Key observation: It can be much more efficient to store data in terms of columns than rows.  
Column data is stored in contiguous memory blocks.


#### Save / Load Operations using Parquet Files


```
# read in data in JSON format. This will produce a DataFrame.
peopleDF = spark.read.json("examples/src/main/resources/people.json")

# DataFrames can be saved as Parquet files, maintaining the schema information.
peopleDF.write.parquet("people.parquet")

# Read in the Parquet file created above.
# Parquet files are self-describing so the schema is preserved.
# Loading parquet files produces a DataFrame.
parquetFile = spark.read.parquet("people.parquet")
```

### Partition Discovery

Database tables can be partitioned to make querying more efficient.  
For example, the data can be
split by gender and country, producing smaller tables.  
If the analyst is only interested in a single country, the query will run faster.


In a partitioned table, data are usually stored in different directories, with partitioning column values encoded in the path of each partition directory.  

All built-in file sources (including Text/CSV/JSON/ORC/Parquet) are able to discover and infer partitioning information automatically. 

In [None]:

path
└── to
    └── table
        ├── gender=male
        │   ├── ...
        │   │
        │   ├── country=US
        │   │   └── data.parquet
        │   ├── country=CN
        │   │   └── data.parquet
        │   └── ...
        └── gender=female
            ├── ...
            │
            ├── country=US
            │   └── data.parquet
            ├── country=CN
            │   └── data.parquet
            └── ...


**TRY FOR YOURSELF (UNGRADED EXERCISES)**

Run the code below to create a DataFrame.  Then complete the tasks that follow.

In [None]:
from pyspark.sql import SparkSession

spark = SparkSession \
        .builder \
        .master("local[*]") \
        .getOrCreate()

sentenceData = spark.createDataFrame([ \
    (0, "the quick brown"), \
    (1, "fox jumped") \
], ["id", "raw"])

1) Print `sentenceData`

2) Print the record count

3) Print the row containing the word "fox".  Do this by registering the dataframe as a SQL temp view, and then query it using `spark.sql`.  Hint: the `like` command will be helpful in the query.

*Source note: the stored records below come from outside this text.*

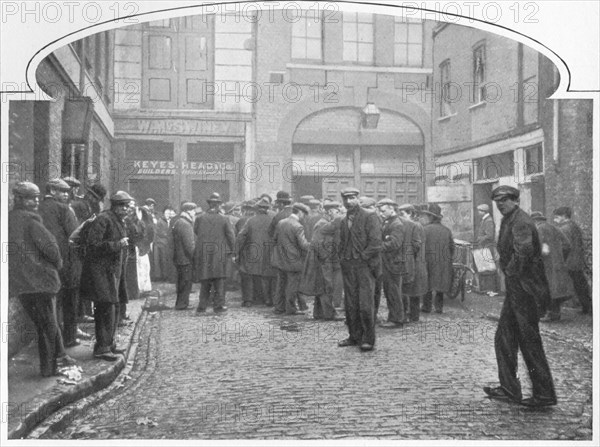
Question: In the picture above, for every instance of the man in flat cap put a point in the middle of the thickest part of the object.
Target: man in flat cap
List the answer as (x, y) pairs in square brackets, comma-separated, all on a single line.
[(393, 234), (289, 253), (359, 250), (322, 274), (527, 298), (33, 263), (439, 255), (576, 258), (414, 281), (61, 222), (215, 243), (183, 253), (254, 251), (102, 276)]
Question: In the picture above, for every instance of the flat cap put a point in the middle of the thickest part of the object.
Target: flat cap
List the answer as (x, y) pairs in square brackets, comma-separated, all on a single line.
[(26, 189), (58, 183), (72, 182), (283, 196), (98, 191), (347, 192), (188, 206), (121, 197), (332, 204), (300, 206), (505, 191), (215, 197), (367, 202), (386, 201), (407, 207), (433, 209), (306, 199), (263, 203)]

4) Print the row containing the word "fox." Do this by using the functions `filter()` and `contains()`.  Note this method is probably simpler.

**Summary**  
You should now have a basic understanding of Spark SQL, DataFrames, and how to use some of the common transformations on DataFrames.  Additionally, you should have some sense of when DataFrames are preferred over RDDs, and vice versa.